Ребята скатились с дувала.
Стало тихо.
Гульсары весь сжался от толчков и прикосновения чего-то холодного. А новый хозяин сидел на корточках перед ним, смотрел и чего-то ожидал. И вдруг острая боль взорвала свет в глазах. Ах! Вспыхнуло ярко-красное пламя, и сразу стало темно, черным-черно…
Когда все было кончено, Гульсары лежал еще связанный. Надо было, чтобы унялась кровь.
— Ну вот, Джорокул Алданович, все в порядке, — потирая руки, говорил Ибраим. — Теперь он никуда бегать не будет. Все, набегался. А на Танабая не обращайте внимания. Плюньте. Он всегда был таким. Он брата своего не пожалел — раскулачил, в Сибирь заслал. Кому он, думаете, добра желает…
Довольный Ибраим снял с гвоздя лисий тебетей, встряхнул его, пригладил и надел на потную голову.
А ребятня все гоняла чижа:
Акбай, Кокбай,Телят в поле не гоняй.А погонишь — не догонишь,Будет тебе нагоняй — ду-у-у-у!

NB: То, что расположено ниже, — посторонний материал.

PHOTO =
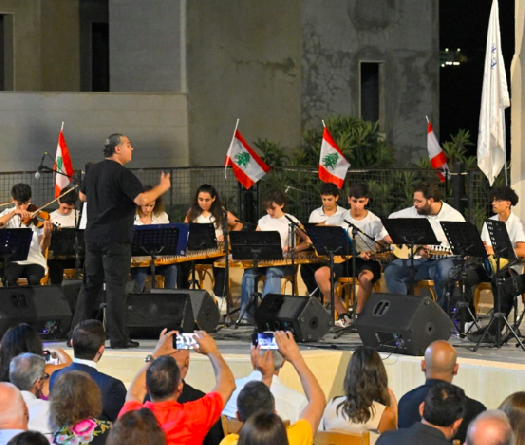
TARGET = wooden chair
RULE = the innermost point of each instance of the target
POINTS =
(341, 438)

— Ага, не добежал, подставляй спину. Чу, Гульсары, вперед! Ура-а, это мой Гульсары!
Стоял светлый, солнечный день…
10
Ночь. Глубокая ночь. Старый человек и старый конь. Горит костер на краю оврага. Пламя падает и встает на ветру…
Леденит иноходцу бок мерзлая, жесткая земля. Затылок сводит чугунной тяжестью, голова устала мотаться то вверх, то вниз, как тогда, когда он прыгал, сдвуноженный кишеном. И как тогда, не может Гульсары разбежаться, не может порвать кандалы. Хочется ему свободно махать ногами, чтобы копыта горели от бега, хочется лететь над землей, чтобы дышать всей грудью, хочется быстрей домчаться до выпаса, чтобы заржать во всю глотку, скликая табун, чтобы бежали кобылы и жеребята вместе с ним по большой полынной степи, но кандалы не пускают. Один, под звон цепей, как беглый каторжник, идет он, прыгает шаг за шагом, шаг за шагом. Пусто, темно, одиноко. Мелькает луна наверху в струях ветра. Она встает перед глазами, когда иноходец, прыгая, вскидывает голову, и падает камнем, когда он роняет голову.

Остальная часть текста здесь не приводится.